As stated here, Polars introduced an auto-cache mechanism for LazyFrames that occures multiple times in the logical plan, so the user will not have to actively perform the cache.
However, while trying to examine their new mechanism, I encountred scenarios that the auto-cache is not performed optimally:
Without explicit cache:
import polars as pl
df1 = pl.DataFrame({'id': [0,5,6]}).lazy()
df2 = pl.DataFrame({'id': [0,8,6]}).lazy()
df3 = pl.DataFrame({'id': [7,8,6]}).lazy()
df4 = df1.join(df2, on='id')
print(pl.concat([df4.join(df3, on='id'), df1,
df4]).explain())
We get the logical plan:
UNION
PLAN 0:
INNER JOIN:
LEFT PLAN ON: [col("id")]
INNER JOIN:
LEFT PLAN ON: [col("id")]
CACHE[id: a4bcf9591fefc837, count: 3]
DF ["id"]; PROJECT 1/1 COLUMNS; SELECTION: "None"

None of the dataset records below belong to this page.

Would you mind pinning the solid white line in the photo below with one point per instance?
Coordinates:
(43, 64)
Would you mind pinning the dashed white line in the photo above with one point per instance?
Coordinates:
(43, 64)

RIGHT PLAN ON: [col("id")]
CACHE[id: 8cee8e3a6f454983, count: 1]
DF ["id"]; PROJECT 1/1 COLUMNS; SELECTION: "None"
END INNER JOIN
RIGHT PLAN ON: [col("id")]
DF ["id"]; PROJECT */1 COLUMNS; SELECTION: "None"
END INNER JOIN
PLAN 1:
CACHE[id: a4bcf9591fefc837, count: 3]
DF ["id"]; PROJECT 1/1 COLUMNS; SELECTION: "None"
PLAN 2:
INNER JOIN:
LEFT PLAN ON: [col("id")]
CACHE[id: a4bcf9591fefc837, count: 3]
DF ["id"]; PROJECT 1/1 COLUMNS; SELECTION: "None"
RIGHT PLAN ON: [col("id")]
CACHE[id: 8cee8e3a6f454983, count: 1]
DF ["id"]; PROJECT 1/1 COLUMNS; SELECTION: "None"
END INNER JOIN
END UNION
With explicit cache:
import polars as pl
df1 = pl.DataFrame({'id': [0,5,6]}).lazy()
df2 = pl.DataFrame({'id': [0,8,6]}).lazy()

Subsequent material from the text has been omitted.